Several conclusions can be drawn from the outcomes of the present study. First, despotic leadership is an antecedent of employee turnover intention at higher education institutions in China. Second, a toxic workplace environment is also a predictor of employee turnover intention. Third, cognitive distraction also predicts employee turnover intention. Fourth, a toxic workplace environment positively mediates the relationship between despotic leadership and employee turnover intention. Fifth, cognitive distraction amplifies the effects of despotic leadership on employee turnover intention. Finally, the relationship between despotic leadership and employee turnover intention is prevalent in Chinese academic institutions, as reported in different organizational sectors in previous studies.

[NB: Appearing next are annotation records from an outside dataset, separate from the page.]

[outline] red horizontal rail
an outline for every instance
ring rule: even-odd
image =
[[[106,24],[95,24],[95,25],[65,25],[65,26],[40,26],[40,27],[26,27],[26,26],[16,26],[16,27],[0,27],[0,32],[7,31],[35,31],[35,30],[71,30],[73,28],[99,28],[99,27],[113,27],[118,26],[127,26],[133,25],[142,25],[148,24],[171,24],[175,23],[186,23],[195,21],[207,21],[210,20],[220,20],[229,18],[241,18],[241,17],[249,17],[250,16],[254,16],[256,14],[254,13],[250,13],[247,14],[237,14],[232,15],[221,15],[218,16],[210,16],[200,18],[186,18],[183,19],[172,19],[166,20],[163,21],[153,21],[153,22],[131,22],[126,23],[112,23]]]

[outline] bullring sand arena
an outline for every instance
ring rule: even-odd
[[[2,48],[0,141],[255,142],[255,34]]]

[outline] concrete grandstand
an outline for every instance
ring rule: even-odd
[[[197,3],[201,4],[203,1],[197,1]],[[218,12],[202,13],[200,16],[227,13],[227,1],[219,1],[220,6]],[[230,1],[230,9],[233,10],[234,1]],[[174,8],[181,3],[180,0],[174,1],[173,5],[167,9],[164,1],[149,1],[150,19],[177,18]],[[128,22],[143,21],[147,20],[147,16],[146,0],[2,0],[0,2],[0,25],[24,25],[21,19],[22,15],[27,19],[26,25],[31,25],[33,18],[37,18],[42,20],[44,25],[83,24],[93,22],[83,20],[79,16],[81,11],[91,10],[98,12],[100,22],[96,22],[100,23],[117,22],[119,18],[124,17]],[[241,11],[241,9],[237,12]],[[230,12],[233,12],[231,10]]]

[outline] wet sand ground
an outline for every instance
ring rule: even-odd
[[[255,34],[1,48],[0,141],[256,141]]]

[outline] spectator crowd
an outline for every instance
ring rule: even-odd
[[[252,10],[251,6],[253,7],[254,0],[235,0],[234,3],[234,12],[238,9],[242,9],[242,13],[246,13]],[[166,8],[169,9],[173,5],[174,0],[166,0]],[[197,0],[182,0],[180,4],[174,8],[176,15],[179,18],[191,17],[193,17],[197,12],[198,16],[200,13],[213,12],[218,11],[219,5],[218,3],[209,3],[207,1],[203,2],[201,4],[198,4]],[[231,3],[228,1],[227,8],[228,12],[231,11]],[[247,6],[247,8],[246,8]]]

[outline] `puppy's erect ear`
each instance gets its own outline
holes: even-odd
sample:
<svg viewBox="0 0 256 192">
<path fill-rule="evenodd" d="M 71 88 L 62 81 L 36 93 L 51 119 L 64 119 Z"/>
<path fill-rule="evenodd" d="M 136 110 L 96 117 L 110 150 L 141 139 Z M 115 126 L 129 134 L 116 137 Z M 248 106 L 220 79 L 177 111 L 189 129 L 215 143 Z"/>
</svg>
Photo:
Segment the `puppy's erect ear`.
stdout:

Limitations and Future Research
The current study contains limitations that may affect interpretation of the findings and generalizations. First, it was conducted entirely in the Chinese academic context and based on the responses of personnel working in Chinese higher education institutions, a factor that limits the interpretation and applicability of its conclusions. Empirical evidence from other countries may validate the results of the present study. Furthermore, the data were collected from teachers from only four faculties (life sciences, social sciences, business sciences, and applied sciences). Employees in other faculties and non-teaching employees were not included in the sample. It is also a limitation of the study that semi-structured interviews were not conducted to further explore the depths of the phenomenon. A mixed methods approach may validate the results of the study. It was a cross-sectional study. A longitudinal research design would have documented both employee turnover intention and turnover behavior. Future research may incorporate the responses of such individuals for more interesting and useful findings. Finally, future research may investigate the relationship between despotic leadership and employee well-being, with both petty tyranny and cognitive distraction functioning as mediators. It would also be interesting to see the relationship between leadership, the work environment, and employee performance contribute to creating a guide to good practices in the field.